AGIE CHARMILLES PRÄGT DIE EDM-BRANCHE BIS HEUTE
Kurz nach der Entdeckung in Russland nahm in einem anderen Land die Entwicklung von EDM zu einer industriefähigen Fertigung Fahrt auf: In der Schweiz entwickelten zwei Unternehmen – CHARMILLES und AGIE (A.G. für Industrieelektronik) – die ersten produktionsfertigen EDM-Maschinen und präsentierten sie der Weltöffentlichkeit 1954 auf der Maschinenbaumesse in Mailand. In den folgenden Jahrzehnten trugen sie zudem mit zahlreichen Innovationen dazu bei, das volle Potenzial von EDM auszuschöpfen. Heute sind beide Unternehmen als AGIE CHARMILLES Teil von UNITED MACHINING. „Mit über 1000 Patenten haben wir wichtige Standards in der Branche geprägt und setzen diese auch weiterhin“, sagt Maradia.

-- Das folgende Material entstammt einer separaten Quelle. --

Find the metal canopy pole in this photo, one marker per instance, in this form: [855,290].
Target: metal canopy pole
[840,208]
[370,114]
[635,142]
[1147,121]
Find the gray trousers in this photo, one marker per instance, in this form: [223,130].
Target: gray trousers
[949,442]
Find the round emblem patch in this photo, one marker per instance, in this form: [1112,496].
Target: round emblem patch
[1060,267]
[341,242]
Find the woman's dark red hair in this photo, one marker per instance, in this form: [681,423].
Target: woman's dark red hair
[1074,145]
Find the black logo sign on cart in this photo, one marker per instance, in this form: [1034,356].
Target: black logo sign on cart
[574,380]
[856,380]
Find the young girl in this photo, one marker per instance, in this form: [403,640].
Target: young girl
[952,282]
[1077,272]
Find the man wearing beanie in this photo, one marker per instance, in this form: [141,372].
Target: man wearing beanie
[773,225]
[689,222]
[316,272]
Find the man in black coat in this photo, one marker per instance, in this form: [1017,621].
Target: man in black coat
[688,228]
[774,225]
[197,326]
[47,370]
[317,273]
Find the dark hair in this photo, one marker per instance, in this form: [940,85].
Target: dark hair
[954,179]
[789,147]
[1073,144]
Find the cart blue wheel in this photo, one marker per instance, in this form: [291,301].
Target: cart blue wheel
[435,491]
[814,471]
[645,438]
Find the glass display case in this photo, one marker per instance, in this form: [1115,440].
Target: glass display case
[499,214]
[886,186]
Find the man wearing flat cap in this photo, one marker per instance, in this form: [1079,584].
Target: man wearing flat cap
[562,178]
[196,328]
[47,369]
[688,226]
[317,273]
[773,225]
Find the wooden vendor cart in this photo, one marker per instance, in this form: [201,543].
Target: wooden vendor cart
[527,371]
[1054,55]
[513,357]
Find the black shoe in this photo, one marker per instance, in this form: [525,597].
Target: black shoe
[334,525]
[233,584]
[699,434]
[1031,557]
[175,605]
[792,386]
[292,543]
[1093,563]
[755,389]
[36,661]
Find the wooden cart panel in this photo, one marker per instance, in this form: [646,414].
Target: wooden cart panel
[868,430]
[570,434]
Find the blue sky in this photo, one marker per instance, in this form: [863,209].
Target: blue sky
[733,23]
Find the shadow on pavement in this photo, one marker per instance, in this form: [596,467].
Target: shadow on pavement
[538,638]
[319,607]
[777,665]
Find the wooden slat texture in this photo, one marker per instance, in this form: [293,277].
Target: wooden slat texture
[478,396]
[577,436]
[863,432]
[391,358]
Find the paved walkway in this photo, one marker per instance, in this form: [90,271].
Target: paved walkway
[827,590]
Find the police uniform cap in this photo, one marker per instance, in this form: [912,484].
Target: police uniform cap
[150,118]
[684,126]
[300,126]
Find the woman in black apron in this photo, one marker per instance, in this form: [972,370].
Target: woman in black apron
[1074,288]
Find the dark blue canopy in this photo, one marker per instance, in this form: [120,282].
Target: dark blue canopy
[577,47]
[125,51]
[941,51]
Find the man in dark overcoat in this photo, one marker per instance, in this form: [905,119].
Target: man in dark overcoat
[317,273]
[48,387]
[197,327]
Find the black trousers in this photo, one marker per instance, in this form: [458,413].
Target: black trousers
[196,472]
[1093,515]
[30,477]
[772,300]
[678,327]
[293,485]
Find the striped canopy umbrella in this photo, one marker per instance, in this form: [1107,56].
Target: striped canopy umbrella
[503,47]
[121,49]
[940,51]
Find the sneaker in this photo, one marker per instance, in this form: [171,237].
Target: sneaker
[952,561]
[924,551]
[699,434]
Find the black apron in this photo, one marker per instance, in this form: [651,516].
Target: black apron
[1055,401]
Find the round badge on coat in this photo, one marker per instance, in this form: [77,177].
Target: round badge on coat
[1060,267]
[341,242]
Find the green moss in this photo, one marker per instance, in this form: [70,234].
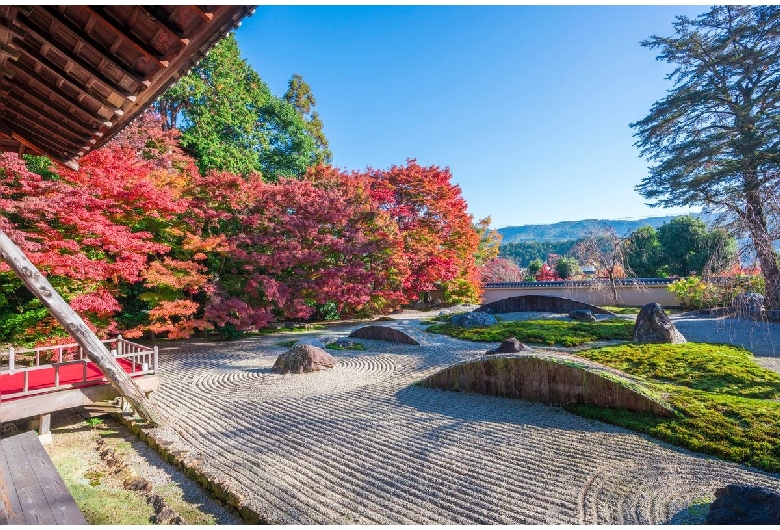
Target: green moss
[727,405]
[336,346]
[100,504]
[549,332]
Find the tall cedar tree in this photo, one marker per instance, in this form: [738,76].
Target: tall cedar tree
[231,122]
[299,95]
[714,140]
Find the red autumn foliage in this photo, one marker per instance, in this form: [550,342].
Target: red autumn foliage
[138,227]
[438,234]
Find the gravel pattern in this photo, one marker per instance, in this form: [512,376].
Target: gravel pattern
[360,444]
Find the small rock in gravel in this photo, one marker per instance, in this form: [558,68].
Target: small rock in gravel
[654,326]
[166,516]
[473,320]
[157,502]
[303,358]
[737,504]
[311,341]
[138,484]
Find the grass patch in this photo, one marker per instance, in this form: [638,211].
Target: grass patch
[549,332]
[99,503]
[727,405]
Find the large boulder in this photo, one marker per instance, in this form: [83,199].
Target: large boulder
[510,345]
[737,504]
[582,315]
[653,326]
[303,358]
[475,319]
[748,305]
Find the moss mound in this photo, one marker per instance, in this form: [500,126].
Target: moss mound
[727,405]
[549,332]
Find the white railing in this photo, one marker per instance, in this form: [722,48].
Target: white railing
[142,360]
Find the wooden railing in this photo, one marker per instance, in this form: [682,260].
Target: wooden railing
[139,360]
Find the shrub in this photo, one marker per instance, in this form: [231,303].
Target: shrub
[697,293]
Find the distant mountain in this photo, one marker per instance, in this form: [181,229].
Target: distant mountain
[570,230]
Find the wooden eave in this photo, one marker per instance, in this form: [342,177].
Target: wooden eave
[71,77]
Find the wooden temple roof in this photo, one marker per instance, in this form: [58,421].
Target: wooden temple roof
[71,77]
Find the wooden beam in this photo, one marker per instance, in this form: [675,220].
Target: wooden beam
[34,405]
[63,74]
[93,71]
[128,36]
[203,12]
[75,326]
[60,95]
[32,101]
[28,124]
[104,110]
[158,14]
[95,47]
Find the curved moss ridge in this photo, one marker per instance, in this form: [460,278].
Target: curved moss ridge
[548,332]
[557,380]
[727,405]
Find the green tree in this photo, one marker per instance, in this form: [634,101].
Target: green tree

Präzise steuerbare Generatoren, automatische Drahtwechsler, beschichtete Drähte, unabhängige Achspaare oder KI-gestützte CNC-Steuerung: Die Liste der Innovationen ist zu lang, um hier alle aufzuzählen.
Heute sind EDM-Maschinen wie die moderne CUT- (für Drahterodieren), die FORM- (für Senkerodieren) und die DRILL-Serie (für Startlochbohrmaschinen) von AGIE CHARMILLES Hightech-Geräte. Ihr Herzstück ist der innovative Intelligent Power Generator (IPG), der es erlaubt, jeden Funken schnell, zuverlässig und digital zu steuern und den Energieverbrauch drastisch zu senken. Darüber hinaus unterstützen die Maschinen die Anwendenden mit intelligenten Funktionen wie Temperaturregelung, automatischem Drahteinfädeln, sensorgestützter Echtzeitdatenerfassung, Überwachung der Funkenkonzentration (Spark Track), intuitiver Bedienung (UNIQUA) sowie Automatisierungs-optionen. Sie erfüllen höchste Industrie-normen und fertigen zahlreiche Produkte unserer modernen Welt.
EDM-TECHNOLOGIEN
EDM IST EINE SCHLÜSSELTECHNOLOGIE FÜR DIE ZUKUNFT



Zum Beispiel werden EDM-Maschinen zur Werkzeugfertigung für die Herstellung der filigranen Daten- und Energie-Steckverbinder in der Elektronik eingesetzt, sei es für Smartphones oder Rechenzentren. Sie kommen auch bei der Fertigung der feinen Lamellen in Elektromotoren oder komplexer Geometrien von Leitschaufeln in Flugzeugturbinen zum Einsatz. Ein weiterer Anwendungsbereich sind Spritzgussformen für eine Vielzahl von alltäglichen Kunststoffprodukten wie Zahnbürsten. „Wenn ich einen Joghurtbecher öffne, muss ich immer an EDM denken“, lacht Maradia. Dies liegt daran, dass die luftdichten Verschlussfolien der Becher mit ultraharten Wolfram-Werkzeugen gestanzt werden. Eine CUT-Maschine produziert die hauchdünne Schneideplatte mit einer Präzision von nur wenigen Mikrometern – um ein Vielfaches dünner als ein menschliches Haar.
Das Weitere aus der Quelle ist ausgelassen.